Difficulties of the trial were attrition of more than 20% of patients in the cilostazol arm and 10% in the aspirin arm because no efficacy evaluation could be done due to decline to participate, adverse events, study violation or adverse events. Also, the sample-size and follow-up were too short to draw a definite conclusion on a possible effect. Additionally, the incorporation of many imaging and neurocognitive subitems comes at the cost of multiple testing. Hence, the significant difference in the peak height of the mean diffusivity histogram in normal-appearing white matter (favoring cilostazol) has to be taken with caution and might be a chance finding.

The authors have to be applauded for their effort to compare two antithrombotics in a high-quality trial although the feasibility and validity of the trial were limited due to the limitations mentioned above. The logistic problems of the trial urge funders and trialists worldwide to perform future trials in large cooperations with longer follow-up durations. Future trials on covert small vessel disease should also include an arm without antithrombotics as the recent ESO guideline suggested against the use of antithrombotics especially in older adults when no other indication exists. Due to the frequency of the disease and the large impact on QALYs, there is an urgent need to address this vascular high-risk population aiming at different targets such as antithrombotics, targeted blood pressure and lipid lowering strategies, multimodal interventions, as well as atrial fibrillation detection.4 As the authors mentioned, the inclusion of a cohort with severe brain frailty might come too late, hence preventive trials addressing individuals with covert small vessel disease at an earlier stage seem more promising.

References:

1.         Wardlaw JM, Debette S, Jokinen H, De Leeuw F-E, Pantoni L, Chabriat H, Staals J, Doubal F, Rudilosso S, Eppinger S, et al. ESO Guideline on covert cerebral small vessel disease. Eur. Stroke J. 2021;6:IV–IV.

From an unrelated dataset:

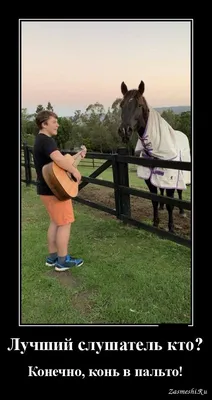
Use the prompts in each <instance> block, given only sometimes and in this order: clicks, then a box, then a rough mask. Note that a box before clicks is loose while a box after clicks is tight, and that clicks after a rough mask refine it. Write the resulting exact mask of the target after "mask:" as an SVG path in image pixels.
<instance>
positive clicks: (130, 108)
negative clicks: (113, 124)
mask: <svg viewBox="0 0 212 400" xmlns="http://www.w3.org/2000/svg"><path fill="white" fill-rule="evenodd" d="M144 88H145V87H144V82H143V81H141V82H140V84H139V86H138V89H132V90H128V88H127V85H126V84H125V83H124V82H122V83H121V92H122V94H123V99H122V101H121V103H120V107H121V124H120V126H119V128H118V134H119V136H120V137H121V138H122V142H123V143H128V142H129V140H130V138H131V136H132V133H133V130H136V131H137V132H138V134H139V136H142V135H143V133H144V130H145V127H146V124H147V120H148V115H149V110H148V106H147V103H146V100H145V98H144V97H143V93H144Z"/></svg>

2.         Wardlaw JM, Smith EE, Biessels GJ, Cordonnier C, Fazekas F, Frayne R, Lindley RI, O’Brien JT, Barkhof F, Benavente OR, et al. Neuroimaging standards for research into small vessel disease and its contribution to ageing and neurodegeneration. Lancet Neurol. 2013;12:822–838.

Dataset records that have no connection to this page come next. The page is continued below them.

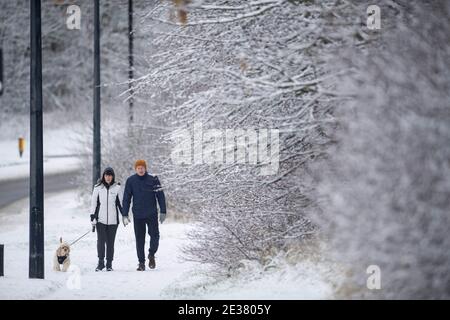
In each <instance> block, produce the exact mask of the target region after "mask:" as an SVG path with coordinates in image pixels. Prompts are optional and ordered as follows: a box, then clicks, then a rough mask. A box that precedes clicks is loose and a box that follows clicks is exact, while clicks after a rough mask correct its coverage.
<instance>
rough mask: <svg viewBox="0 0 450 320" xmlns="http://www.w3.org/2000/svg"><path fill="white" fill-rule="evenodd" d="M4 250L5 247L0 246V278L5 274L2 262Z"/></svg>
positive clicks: (2, 245) (2, 263) (2, 259)
mask: <svg viewBox="0 0 450 320" xmlns="http://www.w3.org/2000/svg"><path fill="white" fill-rule="evenodd" d="M4 248H5V246H4V245H3V244H0V277H3V276H4V275H5V274H4V272H3V261H5V260H4V259H3V253H4V251H5V250H4Z"/></svg>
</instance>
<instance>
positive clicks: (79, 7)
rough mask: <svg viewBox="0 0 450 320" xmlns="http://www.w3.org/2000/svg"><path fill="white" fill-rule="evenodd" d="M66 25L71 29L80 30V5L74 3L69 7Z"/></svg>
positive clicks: (80, 24)
mask: <svg viewBox="0 0 450 320" xmlns="http://www.w3.org/2000/svg"><path fill="white" fill-rule="evenodd" d="M66 14H67V15H68V17H67V19H66V26H67V29H69V30H80V26H81V9H80V7H79V6H77V5H75V4H73V5H70V6H68V7H67V10H66Z"/></svg>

3.         Kim BC, Youn YC, Jeong JH, Han HJ, Kim JH, Lee J-H, Park KH, Park KW, Kim E-J, Oh MS, et al. Cilostazol Versus Aspirin on White Matter Changes in Cerebral Small Vessel Disease: A Randomized Controlled Trial. Stroke. 2021.

4.         Meinel TR, Kaesmacher J, Roten L, Fischer U. Covert Brain Infarction: Towards Precision Medicine in Research, Diagnosis, and Therapy for a Silent Pandemic. Stroke. 2020;51:2597–2606.